Few know what happened on that July day in 1969. Dan doesn't talk about it. He passes it off as being at the wrong place at the wrong time.
A Silver Star, a Purple Heart, and other medals rest in Dan's desk drawer along with this newspaper account of a day in the life of my soldier:
"Petty Officer Miller was serving as a corpsman aboard a transport helicopter on a medical evacuation mission near the Demilitarized Zone.

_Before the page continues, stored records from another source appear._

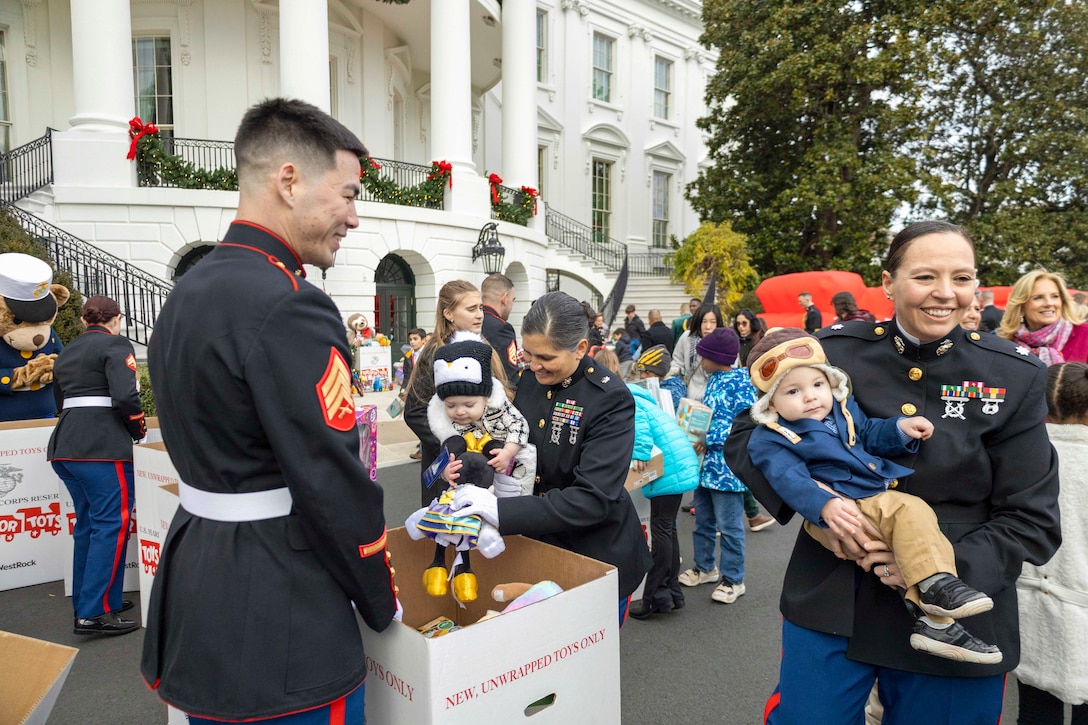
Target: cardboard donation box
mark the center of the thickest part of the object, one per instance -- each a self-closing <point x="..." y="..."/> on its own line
<point x="366" y="417"/>
<point x="31" y="516"/>
<point x="156" y="503"/>
<point x="34" y="673"/>
<point x="556" y="661"/>
<point x="694" y="418"/>
<point x="654" y="469"/>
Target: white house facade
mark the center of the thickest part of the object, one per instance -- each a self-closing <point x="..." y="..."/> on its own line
<point x="591" y="102"/>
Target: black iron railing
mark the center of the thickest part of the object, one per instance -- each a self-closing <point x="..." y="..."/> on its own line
<point x="654" y="263"/>
<point x="26" y="169"/>
<point x="576" y="235"/>
<point x="96" y="272"/>
<point x="610" y="306"/>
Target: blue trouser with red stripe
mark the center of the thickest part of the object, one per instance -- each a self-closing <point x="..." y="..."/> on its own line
<point x="817" y="684"/>
<point x="349" y="710"/>
<point x="102" y="494"/>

The Marines gave this report:
"After the casualties were picked up, as the helicopter lifted, a rocket-propelled grenade hit the cabin, seriously wounding Miller.... The helicopter was forced to make an emergency landing in the bottom of a ravine.
Although coming under mortar and small-arms fire from the enemy, Miller disembarked the casualties and, despite his own wounds, carried them up a steep hill to a friendly position.

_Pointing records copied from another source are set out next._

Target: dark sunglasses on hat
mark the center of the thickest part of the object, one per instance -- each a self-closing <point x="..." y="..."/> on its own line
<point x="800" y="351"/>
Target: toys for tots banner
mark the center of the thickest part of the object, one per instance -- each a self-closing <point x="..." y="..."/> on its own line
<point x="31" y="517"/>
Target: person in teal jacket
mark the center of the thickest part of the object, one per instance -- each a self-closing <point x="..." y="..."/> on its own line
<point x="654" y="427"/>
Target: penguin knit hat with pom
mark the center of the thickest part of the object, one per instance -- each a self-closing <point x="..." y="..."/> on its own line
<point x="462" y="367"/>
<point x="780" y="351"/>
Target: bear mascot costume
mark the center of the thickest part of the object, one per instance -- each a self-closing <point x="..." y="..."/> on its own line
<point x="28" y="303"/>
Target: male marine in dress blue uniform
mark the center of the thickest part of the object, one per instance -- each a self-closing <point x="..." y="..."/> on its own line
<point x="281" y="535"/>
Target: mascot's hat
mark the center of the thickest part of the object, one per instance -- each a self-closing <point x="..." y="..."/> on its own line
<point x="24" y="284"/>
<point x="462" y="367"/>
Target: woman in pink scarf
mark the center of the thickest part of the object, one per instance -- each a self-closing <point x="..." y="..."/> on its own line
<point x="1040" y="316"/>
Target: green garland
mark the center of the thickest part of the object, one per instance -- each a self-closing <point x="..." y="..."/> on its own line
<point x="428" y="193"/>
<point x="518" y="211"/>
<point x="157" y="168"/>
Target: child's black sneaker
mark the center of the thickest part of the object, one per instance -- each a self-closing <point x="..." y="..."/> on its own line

Throughout the night, the Marines came under concentrated fire and numerous ground attacks, but Miller, disregarding his own safety, moved through the fire-swept area to treat injured men.
He carried the casualties back down the slope to an alternate location for medical evacuation the next morning.

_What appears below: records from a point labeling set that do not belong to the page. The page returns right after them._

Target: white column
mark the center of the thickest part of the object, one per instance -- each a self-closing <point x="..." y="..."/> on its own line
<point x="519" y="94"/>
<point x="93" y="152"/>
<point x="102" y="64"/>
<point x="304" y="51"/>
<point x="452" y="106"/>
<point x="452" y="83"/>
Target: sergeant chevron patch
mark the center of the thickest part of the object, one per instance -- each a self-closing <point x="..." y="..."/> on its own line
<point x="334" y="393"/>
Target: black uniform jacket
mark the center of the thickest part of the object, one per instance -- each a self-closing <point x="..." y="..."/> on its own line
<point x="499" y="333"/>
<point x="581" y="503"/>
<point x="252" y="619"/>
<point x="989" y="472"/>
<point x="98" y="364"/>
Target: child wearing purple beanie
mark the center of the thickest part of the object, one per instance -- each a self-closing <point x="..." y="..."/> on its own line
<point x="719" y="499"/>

'His heroic and determined action inspired all who observed him and were instrumental in saving the lives of several Marines. By his courage, bold initiative and selfless devotion to duty in the face of grave personal danger, Petty Officer Miller upheld the highest traditions of the Marine Corps and of the United States Naval Service.'"
Today I thank all veterans and their families for the great sacrifices they make so that we can be free. You are all heroes.
Not everyone comes home. Thank You, God, for bringing my Dan home to me.